## Data overview:
You are provided with unlabeled data for which labeling is to be computed. There are 20 subjects of fMRI scan in total, for each subject there are 16 (2x2x2x2) representations corresponding to – two different brain atlas partitions (Brainnetome and Schaefer200), times two different smoothing strategies, times two segments of scan sequence, times two different sequences. Shape structure for the dataset translates aas follows `[20*16 objects, 10 timesteps from scan sequence, 246 number of features in larger atlas]`. Note that since two atlases with different number of partitions are used, some data arrays are padded with `np.nan`s, so that data shape is uniform.

*Public Test Data:*

- IHB dataset: 10 subject

*Private Test Data:*

- IHB dataset: 10 subjects

File with all $20 \times 16$ scan data representations is available via this repository lfs. 

## Objective
The task aims to simulate a realistic research workflow:

-	Data Collection Constraints: Collecting fMRI data is challenging and costly, resulting in small proprietary datasets.
-	Dataset Variability: These open datasets inherently differ from proprietary data in aspects such as scanner type, geographic location of data collection, and average age of participants. Such aspect are simulated through choice of different brain states, time sequences, atlas-based aggregations.
The primary goal is to develop a model capable of identifying a person using fMRI as a "fingerprint" which is consistent across different perturbations and aspects of data.
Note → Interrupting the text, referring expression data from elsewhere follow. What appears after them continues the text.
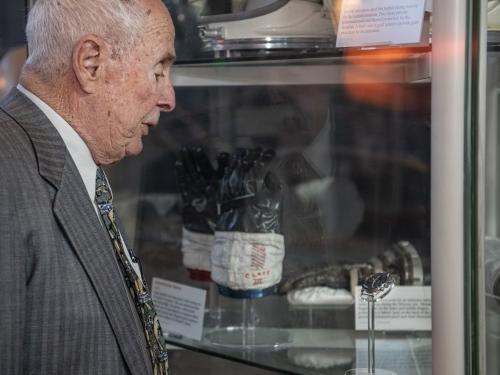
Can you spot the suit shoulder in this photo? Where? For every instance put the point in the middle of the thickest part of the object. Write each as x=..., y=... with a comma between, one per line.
x=16, y=148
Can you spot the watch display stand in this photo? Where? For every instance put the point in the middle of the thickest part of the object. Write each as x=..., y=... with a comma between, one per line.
x=374, y=289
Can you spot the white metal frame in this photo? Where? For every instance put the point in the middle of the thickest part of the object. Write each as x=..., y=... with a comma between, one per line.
x=447, y=186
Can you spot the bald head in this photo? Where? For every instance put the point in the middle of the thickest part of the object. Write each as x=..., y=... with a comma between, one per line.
x=55, y=26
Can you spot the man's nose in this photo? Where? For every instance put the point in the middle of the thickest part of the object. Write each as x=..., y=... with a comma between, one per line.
x=166, y=101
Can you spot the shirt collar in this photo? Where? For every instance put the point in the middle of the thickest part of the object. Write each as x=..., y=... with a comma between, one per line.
x=77, y=148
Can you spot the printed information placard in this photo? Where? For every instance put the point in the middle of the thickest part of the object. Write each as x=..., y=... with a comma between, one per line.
x=180, y=308
x=380, y=22
x=405, y=308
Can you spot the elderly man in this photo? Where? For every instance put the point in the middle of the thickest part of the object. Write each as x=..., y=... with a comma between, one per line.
x=96, y=80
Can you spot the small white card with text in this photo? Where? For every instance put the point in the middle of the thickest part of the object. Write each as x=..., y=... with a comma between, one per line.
x=380, y=22
x=405, y=308
x=180, y=308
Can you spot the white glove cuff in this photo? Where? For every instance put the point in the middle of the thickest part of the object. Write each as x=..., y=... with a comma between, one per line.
x=246, y=261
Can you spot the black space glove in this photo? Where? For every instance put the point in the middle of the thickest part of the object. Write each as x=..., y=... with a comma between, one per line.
x=249, y=249
x=198, y=183
x=250, y=195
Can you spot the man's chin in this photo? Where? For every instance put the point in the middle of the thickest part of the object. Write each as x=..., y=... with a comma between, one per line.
x=134, y=148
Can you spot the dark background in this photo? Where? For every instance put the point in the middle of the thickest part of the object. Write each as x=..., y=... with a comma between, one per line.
x=12, y=21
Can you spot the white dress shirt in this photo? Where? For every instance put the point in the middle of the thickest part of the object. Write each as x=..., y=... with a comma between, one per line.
x=78, y=150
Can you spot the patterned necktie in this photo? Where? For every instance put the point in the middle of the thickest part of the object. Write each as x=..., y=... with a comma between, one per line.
x=137, y=288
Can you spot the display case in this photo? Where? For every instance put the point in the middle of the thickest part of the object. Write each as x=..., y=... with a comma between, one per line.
x=349, y=134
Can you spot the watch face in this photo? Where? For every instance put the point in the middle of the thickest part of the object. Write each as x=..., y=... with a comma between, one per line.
x=377, y=286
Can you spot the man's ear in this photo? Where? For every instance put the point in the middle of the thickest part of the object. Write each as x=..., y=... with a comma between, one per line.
x=89, y=57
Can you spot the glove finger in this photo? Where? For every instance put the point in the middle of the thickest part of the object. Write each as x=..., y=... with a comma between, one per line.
x=181, y=182
x=202, y=164
x=223, y=160
x=190, y=169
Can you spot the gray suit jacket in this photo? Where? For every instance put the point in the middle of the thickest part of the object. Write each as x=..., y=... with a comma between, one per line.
x=64, y=306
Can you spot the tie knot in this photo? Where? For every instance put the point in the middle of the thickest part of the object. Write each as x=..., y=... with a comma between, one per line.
x=102, y=191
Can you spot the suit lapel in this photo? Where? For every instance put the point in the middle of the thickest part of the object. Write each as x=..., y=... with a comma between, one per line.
x=78, y=219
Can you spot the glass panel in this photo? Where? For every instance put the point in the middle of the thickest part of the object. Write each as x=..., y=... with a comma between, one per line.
x=12, y=44
x=492, y=206
x=355, y=172
x=328, y=151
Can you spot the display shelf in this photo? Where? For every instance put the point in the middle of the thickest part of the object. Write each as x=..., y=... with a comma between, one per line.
x=331, y=351
x=394, y=66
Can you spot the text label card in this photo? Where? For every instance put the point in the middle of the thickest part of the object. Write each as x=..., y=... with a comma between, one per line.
x=180, y=308
x=380, y=22
x=405, y=308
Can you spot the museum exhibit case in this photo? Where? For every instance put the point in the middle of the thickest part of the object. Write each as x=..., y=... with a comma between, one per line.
x=304, y=156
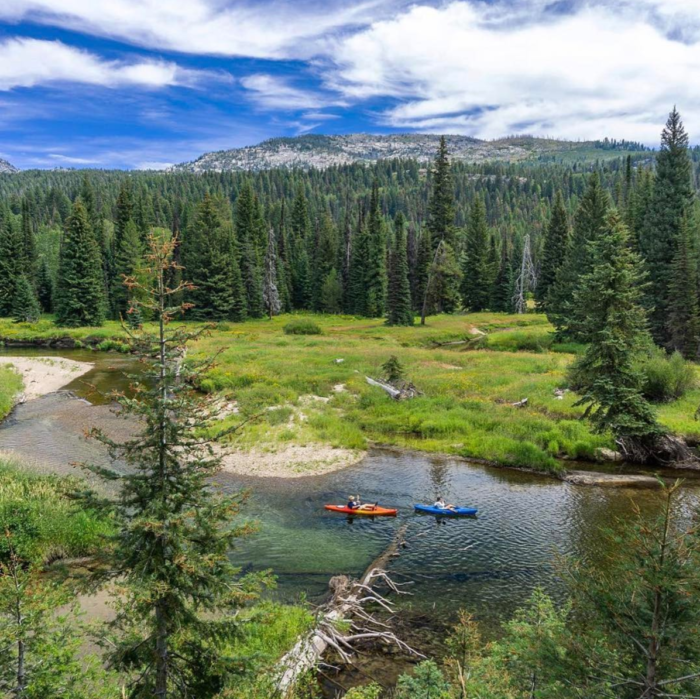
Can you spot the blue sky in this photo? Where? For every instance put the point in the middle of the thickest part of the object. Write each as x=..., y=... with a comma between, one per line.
x=146, y=83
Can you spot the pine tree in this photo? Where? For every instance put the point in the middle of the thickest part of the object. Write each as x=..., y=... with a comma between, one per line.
x=671, y=200
x=300, y=266
x=683, y=312
x=424, y=260
x=25, y=306
x=332, y=293
x=11, y=252
x=375, y=263
x=590, y=222
x=178, y=590
x=441, y=214
x=271, y=297
x=45, y=287
x=29, y=253
x=79, y=295
x=501, y=299
x=217, y=292
x=399, y=310
x=476, y=287
x=357, y=288
x=556, y=244
x=444, y=279
x=249, y=227
x=608, y=304
x=127, y=260
x=324, y=256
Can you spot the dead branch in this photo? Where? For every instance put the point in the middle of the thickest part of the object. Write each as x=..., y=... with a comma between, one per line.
x=346, y=602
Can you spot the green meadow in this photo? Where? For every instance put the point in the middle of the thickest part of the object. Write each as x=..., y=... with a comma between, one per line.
x=311, y=388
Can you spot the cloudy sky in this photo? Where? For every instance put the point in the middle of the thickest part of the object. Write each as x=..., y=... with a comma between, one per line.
x=143, y=83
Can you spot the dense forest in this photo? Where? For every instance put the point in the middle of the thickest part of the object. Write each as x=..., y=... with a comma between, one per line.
x=469, y=237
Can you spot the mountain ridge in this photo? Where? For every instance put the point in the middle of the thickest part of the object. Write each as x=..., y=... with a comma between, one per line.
x=7, y=167
x=322, y=151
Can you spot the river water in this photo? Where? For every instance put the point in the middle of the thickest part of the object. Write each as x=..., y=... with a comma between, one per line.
x=488, y=564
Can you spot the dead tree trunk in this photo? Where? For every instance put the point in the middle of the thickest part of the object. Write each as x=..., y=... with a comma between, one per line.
x=346, y=601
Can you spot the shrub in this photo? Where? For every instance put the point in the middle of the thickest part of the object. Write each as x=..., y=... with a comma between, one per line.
x=302, y=326
x=666, y=378
x=427, y=681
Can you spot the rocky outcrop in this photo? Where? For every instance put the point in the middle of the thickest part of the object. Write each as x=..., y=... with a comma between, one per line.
x=317, y=151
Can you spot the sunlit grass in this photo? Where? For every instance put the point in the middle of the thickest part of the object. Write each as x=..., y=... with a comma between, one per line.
x=468, y=392
x=10, y=386
x=43, y=519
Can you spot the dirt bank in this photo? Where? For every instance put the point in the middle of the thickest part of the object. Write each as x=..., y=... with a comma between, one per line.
x=290, y=461
x=42, y=375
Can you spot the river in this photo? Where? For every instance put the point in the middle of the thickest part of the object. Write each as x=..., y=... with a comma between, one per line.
x=489, y=563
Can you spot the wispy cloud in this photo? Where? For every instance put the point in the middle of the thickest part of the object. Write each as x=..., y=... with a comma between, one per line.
x=274, y=93
x=28, y=62
x=256, y=28
x=588, y=72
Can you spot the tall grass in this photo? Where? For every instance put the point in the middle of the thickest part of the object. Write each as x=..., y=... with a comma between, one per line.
x=10, y=386
x=466, y=408
x=43, y=518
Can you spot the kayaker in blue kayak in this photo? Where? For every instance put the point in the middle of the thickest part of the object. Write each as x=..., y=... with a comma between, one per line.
x=440, y=504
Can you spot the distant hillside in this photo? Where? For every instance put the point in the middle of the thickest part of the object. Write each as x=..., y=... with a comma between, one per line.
x=325, y=151
x=6, y=167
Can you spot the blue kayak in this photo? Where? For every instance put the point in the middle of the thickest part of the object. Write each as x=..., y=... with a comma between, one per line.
x=444, y=512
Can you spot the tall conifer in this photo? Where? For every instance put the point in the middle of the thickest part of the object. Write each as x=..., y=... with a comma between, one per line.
x=476, y=277
x=79, y=296
x=399, y=310
x=556, y=244
x=683, y=313
x=671, y=200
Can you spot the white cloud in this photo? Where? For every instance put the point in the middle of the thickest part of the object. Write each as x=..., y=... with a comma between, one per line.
x=592, y=72
x=28, y=62
x=274, y=93
x=256, y=28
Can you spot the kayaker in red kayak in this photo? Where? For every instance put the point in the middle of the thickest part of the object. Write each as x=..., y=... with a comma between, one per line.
x=354, y=503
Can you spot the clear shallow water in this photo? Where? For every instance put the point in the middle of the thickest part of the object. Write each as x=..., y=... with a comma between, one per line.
x=488, y=564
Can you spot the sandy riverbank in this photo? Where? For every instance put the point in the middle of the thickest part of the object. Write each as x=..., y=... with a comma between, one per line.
x=42, y=375
x=290, y=461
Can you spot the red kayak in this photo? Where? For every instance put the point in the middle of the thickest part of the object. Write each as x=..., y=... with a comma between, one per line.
x=371, y=510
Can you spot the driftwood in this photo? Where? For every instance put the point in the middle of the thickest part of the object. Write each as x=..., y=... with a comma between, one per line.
x=397, y=392
x=345, y=608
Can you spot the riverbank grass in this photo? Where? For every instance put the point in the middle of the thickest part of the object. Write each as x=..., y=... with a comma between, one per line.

## Performance Metric and Deliverables

*Evaluation Metric:* Adjusted Rand Score (rescaled to be between 0.0 for random prediction and worse and 1.0 for perfect labeling: $\text{ari}(y, \hat{y}) = \frac{\text{ri}(y, \hat{y}) - 0.85}{0.15}$)

*Required Deliverables:*
-	`<name>.csv` submission file that contains column named `prediction` which has same integer labels for objects corresponding to same class (subject's fMRI scan).

## Example

In [1]:
import numpy as np
from sklearn.cluster import KMeans
from sklearn.preprocessing import StandardScaler
from sklearn.pipeline import make_pipeline
import pandas as pd

**Use standard scaling to account for different scan smoothing strategies, kmeans for computing cluster centers and subsequent distance-based ranking**

In [7]:
data = np.load('../data/ts_cut/ihb.npy')

common_brain_region_data = data[:, :, 0]

model = make_pipeline(
    StandardScaler(),
    KMeans(n_clusters=20)
)

model.fit(common_brain_region_data)

**Use greedy algorithm that takes top 16 objects that are closest to cluster centers and consumes them iteratively**

In [3]:
cluster_distances = model.transform(common_brain_region_data)

labeling = np.zeros(len(data), dtype=int)
leftover_indexes = np.arange(len(data))
for i in range(20):
    distances_from_current_cluster_center = cluster_distances[:, i]
    if len(distances_from_current_cluster_center) > 16:
        top16 = np.argpartition(distances_from_current_cluster_center, 16)[:16]
        labeling[leftover_indexes[top16]] = i
        cluster_distances = np.delete(cluster_distances, top16, axis=0)
        leftover_indexes = np.delete(leftover_indexes, top16)
    else:
        labeling[leftover_indexes] = i

In [13]:
common_brain_region_data.shape

(320, 10)

**form final submission**

In [4]:
pd.DataFrame({'prediction': labeling}).to_csv('../submission.csv', index=False)